The points didn't come from the usual sources.

 Guard Kaela Davis, all-ACC when at Georgia Tech, announced she can also do well in her new conference, with 19 first-quarter points, including five 3s to bust the attempted full-court press. SC was off to its 73-47 win at Auburn.

She also led the defense which forced 15 percent shooting from the field for the quarter.

Then another guard, Bianca Cuervas-Moore, came up with a season-high 19.

“It’s not surprising anymore that people are packing the paint in,” Davis said. “I honestly thought after hitting a couple of shots they’d spread it out a little bit more, but they didn’t.”

“I thought a few times, because of their length, we shot it too quick,” Auburn coach Terri Williams-Flournoy said. “We thought they were going to block it. If we had just calmed down and made some shots, it would've been much better.”

It was SC coach Dawn Staley’s 200th program win.

"We tried to force it down (into the post) a little bit, but Auburn was stubborn in their zone defense by collapsing and controlling what we did in the paint," Staley said. "I just thought our post players played through it. They continued to play defense. They continued to rebound the basketball."

At Gainesville, they knocked the Gators to 0-3 in the league, guaranteeing they will not win the SEC in coach Amanda Butler’s ninth season without winning conference.
South Carolina’s seven straight is the second-longest SEC win streak, good until they visit UConn in a little over a month. The Gamecocks put up a nine-point defensive second quarter on their way to a 44-27 halftime edge and 82-61 win.

Four starters hit double figures, led by A’ja Wilson’s 23. She had 13 rebounds and Alaina Cotes 11 as each had a double/double. Alisha Gray had four 3s.
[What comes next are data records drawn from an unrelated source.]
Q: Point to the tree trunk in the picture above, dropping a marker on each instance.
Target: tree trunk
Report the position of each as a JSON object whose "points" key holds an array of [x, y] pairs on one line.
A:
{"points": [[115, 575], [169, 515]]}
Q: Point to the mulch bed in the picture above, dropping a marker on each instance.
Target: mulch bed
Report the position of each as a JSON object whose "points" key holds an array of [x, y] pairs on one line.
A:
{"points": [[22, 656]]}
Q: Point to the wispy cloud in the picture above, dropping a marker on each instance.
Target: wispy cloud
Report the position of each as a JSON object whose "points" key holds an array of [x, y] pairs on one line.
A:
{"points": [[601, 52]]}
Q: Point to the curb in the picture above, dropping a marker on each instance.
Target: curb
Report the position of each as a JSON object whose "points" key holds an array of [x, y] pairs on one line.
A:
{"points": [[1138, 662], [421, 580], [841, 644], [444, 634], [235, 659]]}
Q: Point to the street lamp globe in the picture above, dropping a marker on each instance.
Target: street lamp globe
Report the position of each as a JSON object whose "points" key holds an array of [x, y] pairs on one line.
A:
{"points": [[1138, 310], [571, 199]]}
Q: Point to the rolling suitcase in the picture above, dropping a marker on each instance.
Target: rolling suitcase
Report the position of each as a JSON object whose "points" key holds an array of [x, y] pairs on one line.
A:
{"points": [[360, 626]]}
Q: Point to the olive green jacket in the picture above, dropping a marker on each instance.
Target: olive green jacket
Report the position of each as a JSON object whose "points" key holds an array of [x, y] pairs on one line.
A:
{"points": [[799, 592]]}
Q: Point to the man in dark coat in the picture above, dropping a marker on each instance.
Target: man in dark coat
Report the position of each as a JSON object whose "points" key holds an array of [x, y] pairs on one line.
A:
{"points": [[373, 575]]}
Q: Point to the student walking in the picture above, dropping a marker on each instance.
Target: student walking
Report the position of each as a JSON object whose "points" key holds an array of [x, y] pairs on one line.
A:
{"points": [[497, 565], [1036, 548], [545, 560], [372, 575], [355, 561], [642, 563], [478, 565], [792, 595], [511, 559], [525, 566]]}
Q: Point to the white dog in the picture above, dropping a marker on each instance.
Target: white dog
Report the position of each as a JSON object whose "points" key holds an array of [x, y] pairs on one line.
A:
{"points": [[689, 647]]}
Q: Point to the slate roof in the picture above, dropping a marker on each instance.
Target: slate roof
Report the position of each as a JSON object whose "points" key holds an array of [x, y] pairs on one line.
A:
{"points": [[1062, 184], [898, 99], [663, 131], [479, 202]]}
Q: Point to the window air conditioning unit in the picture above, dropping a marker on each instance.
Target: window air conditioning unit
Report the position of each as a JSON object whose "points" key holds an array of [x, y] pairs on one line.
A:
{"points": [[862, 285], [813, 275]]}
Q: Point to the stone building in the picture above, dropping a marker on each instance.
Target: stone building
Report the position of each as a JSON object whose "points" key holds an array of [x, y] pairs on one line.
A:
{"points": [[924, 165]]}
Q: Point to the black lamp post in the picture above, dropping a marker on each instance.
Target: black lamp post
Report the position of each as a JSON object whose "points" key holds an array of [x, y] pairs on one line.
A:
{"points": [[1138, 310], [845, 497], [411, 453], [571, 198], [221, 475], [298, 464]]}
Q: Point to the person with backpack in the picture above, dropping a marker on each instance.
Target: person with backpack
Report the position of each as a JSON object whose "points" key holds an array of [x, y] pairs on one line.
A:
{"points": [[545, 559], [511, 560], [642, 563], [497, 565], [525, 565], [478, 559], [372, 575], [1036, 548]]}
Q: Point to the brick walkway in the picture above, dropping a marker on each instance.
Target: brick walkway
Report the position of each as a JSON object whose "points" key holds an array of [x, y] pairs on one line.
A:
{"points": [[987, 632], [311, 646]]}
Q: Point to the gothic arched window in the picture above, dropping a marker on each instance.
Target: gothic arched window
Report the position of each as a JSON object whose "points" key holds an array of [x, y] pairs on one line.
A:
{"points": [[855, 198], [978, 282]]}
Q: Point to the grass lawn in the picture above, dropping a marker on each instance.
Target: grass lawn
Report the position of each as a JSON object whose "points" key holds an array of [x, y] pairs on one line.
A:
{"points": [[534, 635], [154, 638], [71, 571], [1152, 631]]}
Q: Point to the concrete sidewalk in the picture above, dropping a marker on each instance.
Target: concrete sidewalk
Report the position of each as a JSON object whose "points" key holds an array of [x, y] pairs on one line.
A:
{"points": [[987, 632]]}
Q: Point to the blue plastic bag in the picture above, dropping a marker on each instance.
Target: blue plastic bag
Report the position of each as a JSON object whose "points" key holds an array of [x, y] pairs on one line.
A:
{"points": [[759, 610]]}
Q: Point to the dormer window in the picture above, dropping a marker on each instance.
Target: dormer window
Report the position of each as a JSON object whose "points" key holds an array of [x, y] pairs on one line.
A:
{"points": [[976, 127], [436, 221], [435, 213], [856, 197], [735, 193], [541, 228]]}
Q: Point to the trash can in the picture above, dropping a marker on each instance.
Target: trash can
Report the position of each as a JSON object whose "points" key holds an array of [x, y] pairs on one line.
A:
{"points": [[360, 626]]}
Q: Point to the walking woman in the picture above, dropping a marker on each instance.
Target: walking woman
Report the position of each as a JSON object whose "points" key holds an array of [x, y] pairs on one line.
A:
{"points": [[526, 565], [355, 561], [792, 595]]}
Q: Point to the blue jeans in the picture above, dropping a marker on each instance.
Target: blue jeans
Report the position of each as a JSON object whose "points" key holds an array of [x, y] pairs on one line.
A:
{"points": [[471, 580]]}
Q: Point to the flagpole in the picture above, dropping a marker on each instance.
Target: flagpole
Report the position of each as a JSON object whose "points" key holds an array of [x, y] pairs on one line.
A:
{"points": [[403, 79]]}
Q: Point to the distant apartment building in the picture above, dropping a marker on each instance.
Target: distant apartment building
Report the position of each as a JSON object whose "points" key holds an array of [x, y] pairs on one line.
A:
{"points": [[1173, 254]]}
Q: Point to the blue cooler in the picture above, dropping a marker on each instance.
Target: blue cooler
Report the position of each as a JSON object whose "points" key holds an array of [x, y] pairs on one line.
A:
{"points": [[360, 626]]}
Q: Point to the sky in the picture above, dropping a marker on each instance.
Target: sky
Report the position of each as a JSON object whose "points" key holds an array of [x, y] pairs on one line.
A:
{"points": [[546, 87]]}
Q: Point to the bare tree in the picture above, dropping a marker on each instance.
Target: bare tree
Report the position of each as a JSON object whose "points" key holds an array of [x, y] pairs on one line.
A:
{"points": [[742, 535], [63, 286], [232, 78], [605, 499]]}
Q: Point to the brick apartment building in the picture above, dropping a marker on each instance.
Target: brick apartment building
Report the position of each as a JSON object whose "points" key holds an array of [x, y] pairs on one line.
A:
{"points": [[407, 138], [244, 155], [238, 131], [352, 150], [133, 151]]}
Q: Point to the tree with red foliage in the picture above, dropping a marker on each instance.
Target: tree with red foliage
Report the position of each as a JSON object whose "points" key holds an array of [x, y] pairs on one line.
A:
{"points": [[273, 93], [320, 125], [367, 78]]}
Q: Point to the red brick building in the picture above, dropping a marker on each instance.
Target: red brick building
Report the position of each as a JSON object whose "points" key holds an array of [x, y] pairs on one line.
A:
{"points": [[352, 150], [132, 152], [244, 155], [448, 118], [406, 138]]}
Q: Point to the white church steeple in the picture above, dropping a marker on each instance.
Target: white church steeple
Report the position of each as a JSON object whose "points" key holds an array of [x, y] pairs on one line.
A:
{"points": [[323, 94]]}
They have three winnable games before Mississippi State arrives for the league game of the year Jan. 23.

“We tried to speed the game up a little bit, to make some offense from our defense,” Staley said. “I just told them to settle down and be mentally prepared.”

Other SEC winners

Alabama went 2-0, with 2,258 attendance at home. With 14 wins, they have a realistic shot at 20.

With the Monday game, Texas A&M had three and went 2-1. In other seasons, a 12th win would have gotten the Aggies ranked. They drew 5,669 at UK.

Georgia 2-0; attendance 2,222 and 2,958 for the home games.

Auburn has 12 wins, is also 2-1 in the league and is averaging 2,000 at home.